La vicenda che riguarda Mucca Pazza nasce dopo il subentro dell’attuale gestione in un’attività commerciale già esistente da molti anni. La società ha ricostruito gli avvenimenti a partire dal dicembre 2023, precisando di aver rilevato il locale senza realizzare nuove strutture o apportare modifiche sostanziali a quelle già presenti.

Secondo quanto riferito dalla proprietà, l’attività era operativa da oltre quindici anni e disponeva di autorizzazioni e opere utilizzate da tempo. Alcune delle situazioni successivamente oggetto di contestazione risalirebbero anche al 2003, quindi a un periodo precedente rispetto all’arrivo della nuova gestione.

Il passaggio di gestione nel dicembre 2023

Nel dicembre 2023, la società ha acquisito Mucca Pazza, investendo nell’attività e proseguendo il lavoro già svolto negli anni precedenti.

La nuova proprietà afferma di non aver costruito il locale, di non aver realizzato il gazebo e di non aver modificato le caratteristiche essenziali della struttura.

L’investimento sarebbe stato effettuato confidando nella regolarità delle autorizzazioni e delle opere già esistenti.

Dopo il subentro, la società ha assunto personale e continuato a gestire il locale, frequentato negli anni da numerose famiglie per compleanni, feste e momenti di svago.

Le segnalazioni e l’avvio dei controlli

Nel corso del 2024, sono iniziati esposti e segnalazioni relativi all’attività.

A seguito di queste iniziative, l’Amministrazione ha avviato una serie di controlli e verifiche riguardanti autorizzazioni, titoli e situazioni amministrative consolidate nel tempo.

La gestione riferisce che alcune questioni già esistenti da anni sono state progressivamente rimesse in discussione dopo l’acquisizione dell’attività.

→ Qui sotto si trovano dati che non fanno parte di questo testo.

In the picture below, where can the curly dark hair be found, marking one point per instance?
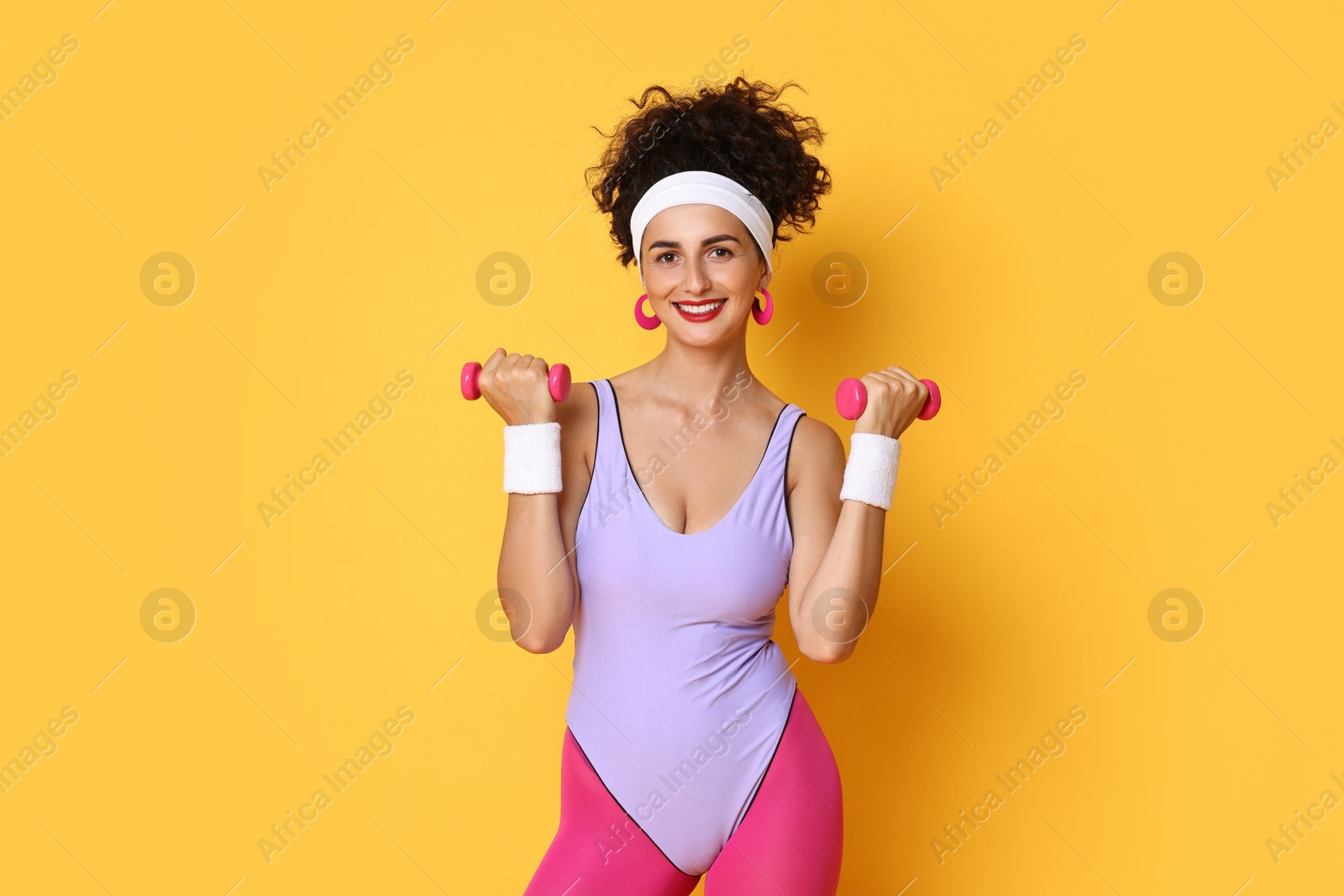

La società dichiara di aver sempre collaborato con gli enti competenti e di non essersi mai sottratta alle verifiche richieste.

I ricorsi presentati al Tribunale Amministrativo

Tra il 2024 e il 2025, Mucca Pazza ha promosso diversi ricorsi davanti al Tribunale Amministrativo Regionale per contestare alcuni provvedimenti adottati nei confronti dell’attività.

Secondo la ricostruzione fornita dalla proprietà, in più occasioni il TAR ha sospeso o annullato gli atti impugnati, disponendo che l’Amministrazione riesaminasse le proprie decisioni.

Nello stesso periodo è stato archiviato uno dei principali procedimenti penali avviati per presunti abusi edilizi.

La società riferisce che, nell’ambito di quel procedimento, non è stata riconosciuta la sussistenza delle contestazioni inizialmente formulate.

La proposta di un confronto con Municipio e residenti

Durante la vicenda, la proprietà ha manifestato più volte la disponibilità ad aprire un dialogo con il Municipio XII, con i comitati di quartiere e con i residenti.

La società ha dichiarato di essere pronta a effettuare interventi migliorativi, anche ulteriori rispetto a quelli previsti dalla normativa, con l’obiettivo di limitare eventuali disagi.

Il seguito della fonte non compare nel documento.